To begin, the scientists gathered data, including WSIs, from the pathology archives of Johns Hopkins’ U.S. tertiary cancer centre. All data came from patients with osteosarcoma that originated in the centre of the bone, known as intramedullary osteosarcoma, who underwent chemotherapy and surgery at the centre between 2011 and 2021. A musculoskeletal pathologist partially annotated three types of tissue on each of the gathered WSIs: active tumour, dead tumour, and non-tumour tissue, and estimated the PN for each patient. The team then trained the model using this information.

Zhenzhen Wang, co-first author of the study and a doctoral student in Biomedical Engineering at the Johns Hopkins University School of Medicine explained: “We decided to train the model by teaching it to recognise image patterns.”  She continued: “We segregated the WSIs into thousands of small patches, then divided the patches into groups based on how they were labelled by the pathologist. Finally, we fed these grouped patches into the model to train it. We thought this would give the model a more robust frame of reference than simply feeding it one large WSI and risking missing the forest for the trees.”
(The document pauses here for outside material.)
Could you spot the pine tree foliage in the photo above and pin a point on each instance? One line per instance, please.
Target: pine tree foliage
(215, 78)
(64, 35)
After being trained, the model and the musculoskeletal pathologist were given six WSIs to interpret from two osteosarcoma patients. The results demonstrated an 85 percent positive correlation between the model and the pathologist’s PN calculations and tissue labelling. However, the model did not always properly label cartilage, which resulted in one outlier because of an abundance of cartilage on one WSI. When the outlier was removed, the correlation increased to 99 percent.

“If this model were to be validated and produced, it could help expediate the evaluation of chemotherapy’s effectiveness on a patient — and thus, get them a prognosis estimate sooner,” noted LiBrizzi. “That would reduce health care costs, as well as labour burdens on musculoskeletal pathologists.”

The teams’ future goal is to include cartilage tissue in the model’s training and to diversify the WSIs to include other types of osteosarcoma beyond intramedullary.

The study was published in the Journal of Orthopaedic Research.